I comunisti volevano "ricuperarlo" ma egli narrò ciò che aveva visto

    Questa odissea che il Capelli mi aveva narrata e che io pubblicai sul giornale, si divulgò in un baleno, accreditando quelle delusioni che erano trapelate fra i suoi ex compagni comunisti poche ore dopo il suo ritorno. Ecco perché i dirigenti comunisti della zona, si preoccuparono subito di «ricuperarlo». Per questo, la mattina dopo il suo ritorno a Villa Prati, e cioè il martedì 27 gennaio, lo andarono a trovare alle ore 8, a casa sua, mentr'egli stava ancora a letto.
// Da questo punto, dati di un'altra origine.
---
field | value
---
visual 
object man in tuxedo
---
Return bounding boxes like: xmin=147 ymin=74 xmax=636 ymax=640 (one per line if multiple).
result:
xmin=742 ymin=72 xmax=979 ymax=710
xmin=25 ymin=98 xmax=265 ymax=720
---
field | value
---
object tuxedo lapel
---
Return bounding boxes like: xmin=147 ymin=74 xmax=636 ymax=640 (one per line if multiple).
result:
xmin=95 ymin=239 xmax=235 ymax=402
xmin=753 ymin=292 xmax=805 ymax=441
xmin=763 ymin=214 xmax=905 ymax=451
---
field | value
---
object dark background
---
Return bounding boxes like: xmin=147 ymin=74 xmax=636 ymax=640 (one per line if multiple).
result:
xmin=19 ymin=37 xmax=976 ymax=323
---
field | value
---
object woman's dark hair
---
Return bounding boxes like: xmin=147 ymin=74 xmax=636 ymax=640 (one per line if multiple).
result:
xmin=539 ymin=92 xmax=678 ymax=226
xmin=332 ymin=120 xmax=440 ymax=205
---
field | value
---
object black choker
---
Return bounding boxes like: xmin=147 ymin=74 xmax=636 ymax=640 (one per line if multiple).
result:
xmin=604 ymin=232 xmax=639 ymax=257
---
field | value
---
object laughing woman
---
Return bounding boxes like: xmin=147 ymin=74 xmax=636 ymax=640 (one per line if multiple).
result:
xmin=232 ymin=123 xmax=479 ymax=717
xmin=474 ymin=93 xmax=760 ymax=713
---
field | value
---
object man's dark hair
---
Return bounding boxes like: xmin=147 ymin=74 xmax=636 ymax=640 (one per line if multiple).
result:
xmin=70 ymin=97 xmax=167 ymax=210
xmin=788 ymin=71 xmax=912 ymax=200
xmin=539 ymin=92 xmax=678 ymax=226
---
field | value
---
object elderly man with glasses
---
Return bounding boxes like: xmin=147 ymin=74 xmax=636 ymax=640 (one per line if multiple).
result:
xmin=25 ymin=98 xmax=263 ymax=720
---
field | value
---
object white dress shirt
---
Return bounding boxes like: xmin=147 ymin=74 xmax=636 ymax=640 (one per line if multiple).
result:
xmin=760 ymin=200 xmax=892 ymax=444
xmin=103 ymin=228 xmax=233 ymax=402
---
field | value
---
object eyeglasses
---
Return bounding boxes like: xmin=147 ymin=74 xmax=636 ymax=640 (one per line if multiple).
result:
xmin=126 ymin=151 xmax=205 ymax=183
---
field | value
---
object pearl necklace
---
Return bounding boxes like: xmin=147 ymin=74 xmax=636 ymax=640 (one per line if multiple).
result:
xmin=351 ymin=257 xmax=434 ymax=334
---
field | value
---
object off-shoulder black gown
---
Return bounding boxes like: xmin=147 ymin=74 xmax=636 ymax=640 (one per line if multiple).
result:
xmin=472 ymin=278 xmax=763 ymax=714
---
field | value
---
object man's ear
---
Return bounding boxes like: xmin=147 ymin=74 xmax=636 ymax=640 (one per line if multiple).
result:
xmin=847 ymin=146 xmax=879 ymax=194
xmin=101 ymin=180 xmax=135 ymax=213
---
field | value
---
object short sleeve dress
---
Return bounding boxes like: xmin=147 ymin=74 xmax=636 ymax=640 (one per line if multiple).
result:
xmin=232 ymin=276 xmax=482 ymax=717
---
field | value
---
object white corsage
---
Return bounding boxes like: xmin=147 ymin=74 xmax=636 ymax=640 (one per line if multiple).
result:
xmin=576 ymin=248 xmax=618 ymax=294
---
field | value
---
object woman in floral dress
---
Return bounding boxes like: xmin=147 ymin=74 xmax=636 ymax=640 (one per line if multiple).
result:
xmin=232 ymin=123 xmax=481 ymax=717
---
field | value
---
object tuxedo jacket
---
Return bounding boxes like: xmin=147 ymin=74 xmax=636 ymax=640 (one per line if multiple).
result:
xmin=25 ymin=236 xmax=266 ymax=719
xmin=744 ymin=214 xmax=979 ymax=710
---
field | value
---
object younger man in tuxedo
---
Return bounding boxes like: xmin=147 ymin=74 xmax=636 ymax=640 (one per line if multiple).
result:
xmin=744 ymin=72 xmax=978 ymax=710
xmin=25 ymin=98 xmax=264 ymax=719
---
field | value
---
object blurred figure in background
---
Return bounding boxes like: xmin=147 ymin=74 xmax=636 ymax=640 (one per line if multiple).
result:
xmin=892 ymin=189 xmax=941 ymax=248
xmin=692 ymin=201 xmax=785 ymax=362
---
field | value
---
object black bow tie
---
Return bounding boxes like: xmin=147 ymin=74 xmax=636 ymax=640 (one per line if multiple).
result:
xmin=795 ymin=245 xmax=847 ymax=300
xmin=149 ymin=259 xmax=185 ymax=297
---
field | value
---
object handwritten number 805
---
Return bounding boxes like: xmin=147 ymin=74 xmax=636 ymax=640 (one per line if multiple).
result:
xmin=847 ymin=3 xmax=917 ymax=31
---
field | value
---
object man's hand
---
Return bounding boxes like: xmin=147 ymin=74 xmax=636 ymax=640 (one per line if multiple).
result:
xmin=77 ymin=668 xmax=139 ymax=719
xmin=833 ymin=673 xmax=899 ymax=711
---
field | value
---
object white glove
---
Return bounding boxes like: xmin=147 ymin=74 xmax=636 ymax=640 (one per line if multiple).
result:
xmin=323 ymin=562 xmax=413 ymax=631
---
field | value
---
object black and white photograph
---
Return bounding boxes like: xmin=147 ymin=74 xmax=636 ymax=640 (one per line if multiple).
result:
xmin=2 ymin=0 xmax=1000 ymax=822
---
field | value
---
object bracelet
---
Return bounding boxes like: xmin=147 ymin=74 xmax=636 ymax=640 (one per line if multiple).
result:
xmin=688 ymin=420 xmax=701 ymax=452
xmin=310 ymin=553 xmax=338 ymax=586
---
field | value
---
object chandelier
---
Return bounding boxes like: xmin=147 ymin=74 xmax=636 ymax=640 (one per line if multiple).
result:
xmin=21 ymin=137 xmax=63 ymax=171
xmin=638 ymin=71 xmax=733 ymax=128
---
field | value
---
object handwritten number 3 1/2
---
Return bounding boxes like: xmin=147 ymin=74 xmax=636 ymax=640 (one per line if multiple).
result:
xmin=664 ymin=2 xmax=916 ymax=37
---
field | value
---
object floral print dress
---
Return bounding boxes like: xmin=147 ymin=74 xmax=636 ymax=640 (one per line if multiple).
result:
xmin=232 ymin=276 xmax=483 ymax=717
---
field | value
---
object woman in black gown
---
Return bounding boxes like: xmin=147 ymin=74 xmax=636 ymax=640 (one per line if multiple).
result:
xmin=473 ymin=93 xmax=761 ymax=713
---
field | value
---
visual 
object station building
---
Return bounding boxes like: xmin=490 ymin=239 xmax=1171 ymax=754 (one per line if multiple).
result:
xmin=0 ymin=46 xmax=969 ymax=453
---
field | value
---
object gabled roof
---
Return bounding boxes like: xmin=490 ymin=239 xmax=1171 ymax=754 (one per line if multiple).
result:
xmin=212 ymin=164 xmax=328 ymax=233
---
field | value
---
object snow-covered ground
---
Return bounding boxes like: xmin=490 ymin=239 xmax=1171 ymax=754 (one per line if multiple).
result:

Erano una ventina. Il Capelli, come si è detto, era ritornato in famiglia la notte precedente. Egli abita con la «Tugnina», la sorella Norma moglie di Angelo Antonellini, il fratello Germano e una bimbetta. Tutti sono iscritti al Partito Comunista come lo era lui. Il colloquio durò fino a mezzogiorno, in quella stanza da letto. Le parole del figlio della «Tugnina» non lasciavano dubbi presso i suoi interlocutori che gli chiedevano se dicesse ciò per rabbia o vendetta. «No, no — rispose — io resto progressista ma non mi sento di lavorare più per un partito che non rispetta la libertà degli individui!».
    Si salutarono, e il giovedì pomeriggio lo invitarono nella Casa del Popolo per fare «una partida d'ciàcar», cioè per parlare un po' di tutto. C'eran di quelli che capeggiano il partito a Villa Prati e a Bagnacavallo. Si ritirarono nella sala riservata e dopo cordialissimi convenevoli gli dissero, press'a poco: «Tu prima avevi responsabilità nel partito ed ora le dichiarazioni che stai facendo lo danneggiano. E' bene che ci chiariamo al più presto!». «E allora — rispose il figlio della «Tugnina» — parlo subito io e dico che non sono disposto nemmeno a pensare il popolo italiano come un popolo da campo di concentramento agli ordini di Mosca come sta avvenendo in Cecoslovacchia».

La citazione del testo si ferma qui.